Tuesday, March 3, 2009
Death of Bullishtness
(Wow if this isn't a glowing neon sign that one needs to start thinkin' about going long equities I don't know what is. Ideally, an intermediate capitulation would have a big down day, overnight futures down sharply, and then an early morning whoosh. The Wheel of Time and Price is suggesting March 9th to March 11th might be it. Methinks it is time to adapt a Radar O'Reilly stance and 'wait for it'. -AM)
By Ed Welsch
March 3, 2009
NEW YORK (Dow Jones)--Despite Monday's historic drop of the U.S. stock market to 1997 levels, Wall Street strategists weren't ready to say that buyers should start taking advantage of low prices.
With the S&P 500 closing Monday just above 700 and the Dow Jones Industrial Average breaking below 7,000 for the first time in 12 years, stocks are now cheap, but perhaps not cheap enough.
"Given the magnitude of this crisis we may have to eventually see very cheap levels before we bottom," Deutsche Bank analysts said in a research note. "So cheap is helpful but not a reason to suggest an imminent sustainable bounce."
Major indexes were gaining ground early Tuesday, led by volatile banking stocks. The Dow was up 31 points at 6,794 and the S&P 500 was up about 4 points at 705 in recent trading. But there's plenty of skepticism that any gains are sustainable.
Even Wall Street strategists who had seen bottoms in the previous stock market drops over the past year are more hesitant this time around.
JPMorgan Chase strategist Thomas Lee isn't confident that the stock markets have reached a bottom - he told clients Tuesday he sees the S&P 500 trading sideways until it reaches a final low in the second half of the year.

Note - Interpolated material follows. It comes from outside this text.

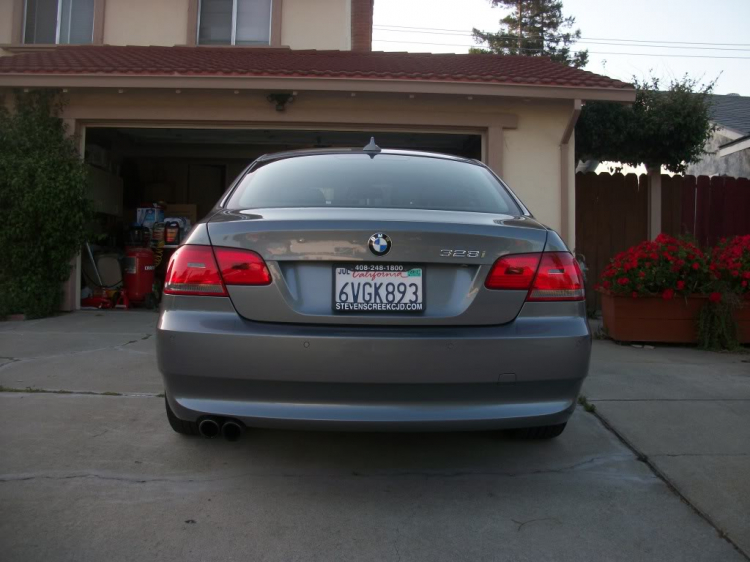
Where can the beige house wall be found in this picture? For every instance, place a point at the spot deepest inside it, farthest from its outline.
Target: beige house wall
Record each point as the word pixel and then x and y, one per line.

When the stock market had reached lows in both March and July of last year, Lee had told clients then he saw signs the market had reached bottom, but was wrong on both occasions.
Just a week ago, he had put a tentative "buy" call on the S&P 500, setting a stop-loss at 725. He withdrew that call Tuesday.
"There is no doubt that equities are severely oversold, but the more glaring question is, where is the next catalyst?," he wrote. "For now, we are moving back to our 'range-bound' stance, wary of the wipeouts and bear killers seen between 1929 and 1932."
Morgan Stanley strategist Jason Todd said it is still too early for investors to bet on a recovery in the stock markets. "We have not seen enough of an improvement in fundamentals or earnings expectations to be comfortable that the market can absorb further disappointment, which we think is coming," he wrote.